Fontes ficou conhecido por sua atuação contra a facção Primeiro Comando da Capital (PCC). Ele chefiou a Polícia Civil paulista entre 2019 e 2022 após ser nomeado para o cargo de delegado-geral no então governo João Doria (na época filiado ao PSDB).
Em 2006, ele foi o responsável por indiciar toda a cúpula do PCC, inclusive Marco Willians Herbas Camacho, o Marcola, antes de os bandidos serem isolados na penitenciária 2 de Presidente Venceslau.
Delegado de polícia por mais de 40 anos, Ruy Ferraz Fontes iniciou a carreira como delegado na Delegacia de Polícia do Município de Taguaí (Deinter 7) e, ao longo dos anos, foi delegado de polícia assistente da Equipe da Divisão de Homicídios do Departamento Estadual de Homicídios e de Proteção à Pessoa (DHPP).
Comandou também a 1ª Delegacia de Polícia da Divisão de Investigações Sobre Entorpecentes do Departamento Estadual de Repressão ao Narcotráfico (Denarc); 5ª Delegacia de Polícia de Investigações Sobre Furtos e Roubos a Bancos do Departamento Estadual de Investigações Criminais (Deic) e outras delegacias e divisões na Capital.
Também esteve à frente da Delegacia Geral de Polícia do Estado de São Paulo e foi Diretor do Departamento de Polícia Judiciária da Capital (DECAP).
Fontes era secretário de Administração Pública de Praia Grande e despachou na prefeitura normalmente. Quinze minutos antes de sair do prédio, conversou por telefone com o procurador de Justiça Márcio Christino.
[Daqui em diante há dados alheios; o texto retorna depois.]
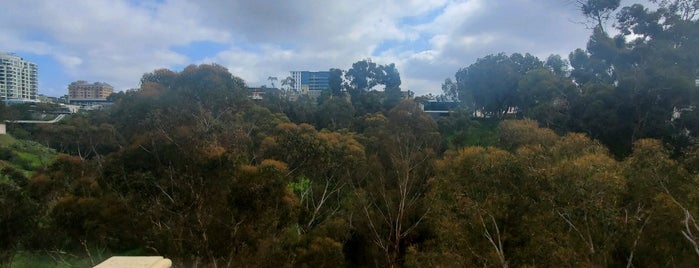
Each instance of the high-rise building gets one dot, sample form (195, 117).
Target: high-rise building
(18, 78)
(305, 80)
(84, 91)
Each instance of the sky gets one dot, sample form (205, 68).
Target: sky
(117, 41)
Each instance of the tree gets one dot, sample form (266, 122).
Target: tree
(391, 198)
(598, 11)
(336, 83)
(492, 81)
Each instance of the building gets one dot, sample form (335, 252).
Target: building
(18, 78)
(88, 95)
(81, 90)
(305, 80)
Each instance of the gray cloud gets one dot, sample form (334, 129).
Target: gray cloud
(118, 41)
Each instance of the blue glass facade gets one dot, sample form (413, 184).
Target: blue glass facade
(311, 80)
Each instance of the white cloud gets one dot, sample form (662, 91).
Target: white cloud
(116, 41)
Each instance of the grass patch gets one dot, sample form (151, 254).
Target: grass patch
(23, 155)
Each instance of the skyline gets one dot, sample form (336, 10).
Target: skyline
(116, 42)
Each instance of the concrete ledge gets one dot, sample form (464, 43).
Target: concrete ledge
(136, 262)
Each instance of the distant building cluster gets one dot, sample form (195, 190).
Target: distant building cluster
(306, 80)
(89, 95)
(18, 78)
(82, 90)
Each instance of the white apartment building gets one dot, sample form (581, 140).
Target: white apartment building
(18, 78)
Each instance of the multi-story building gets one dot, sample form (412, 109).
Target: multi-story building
(305, 80)
(82, 90)
(18, 78)
(89, 96)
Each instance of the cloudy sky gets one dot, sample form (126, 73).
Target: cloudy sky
(117, 41)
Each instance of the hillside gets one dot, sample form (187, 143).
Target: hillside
(23, 155)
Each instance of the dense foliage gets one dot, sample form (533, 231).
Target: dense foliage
(588, 162)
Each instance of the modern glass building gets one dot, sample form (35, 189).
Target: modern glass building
(18, 78)
(306, 80)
— Fui o último a conversar com ele. Ele não estava fazendo nada ligado à segurança, estava afastado da área — afirmou o procurador.
De acordo com ele, Fontes saiu da prefeitura e foi seguido por bandidos em uma Hilux. Imagens de câmeras de segurança mostram que ele estava em alta velocidade, provavelmente fugindo dos bandidos, quando entra no cruzamento e é atingido por um ônibus. O carro capota. Os bandidos descem da picape com fuzis e atiram no delegado, que reagiu.
De acordo com o secretário-adjunto da Segurança Pública, o delegado Oswaldo Nico Gonçalves, Fontes teria conseguido balear um dos criminosos. Policiais de São Paulo foram despachados para a Baixada Santista.
Fontes assumiu a Secretaria de Administração de Praia Grande em janeiro de 2023, permanecendo na gestão que se iniciou em 2025.
Ele já havia escapado, em outra oportunidade, de uma plano para assassiná-lo. Ele trabalhava então no 69º DP, na Cohab Teotônio Vilela, em 2010. O delegado havia acabado de deixar a delegacia de Roubo a Bancos, do Departamento Estadual de Investigações Criminais (Deic), quando o plano de bandidos ligados ao PCC foi descoberto.
Fontes dirigiu ainda o departamento de Narcóticos, onde foi responsável pela primeira grande investigação que traçou as ações de Gilberto Aparecido do Santos, o Fuminho, narcotraficante do PCC que foi detido em 2020 em Moçambique e extraditado para o Brasil. Em 2019, ele comandava a Delegacia-Geral quando Marcola e a cúpula do PCC foram transferidos para presídios federais.
Uma das suspeitas da polícia é de que a ação tenha sido obra da Sintonia Restrita, o grupo de pistoleiros do PCC responsável no passado por planos para sequestrar o ex-juiz Sergio Moro e o promotor de Justiça Lincoln Gakiya, do Grupo de Atuação Especial e Combate ao Crime Organizado (Gaeco).
— Ainda não podemos afirmar. Mas vamos tentar localizar esse bandido que ele teria baleado — afirmou Nico.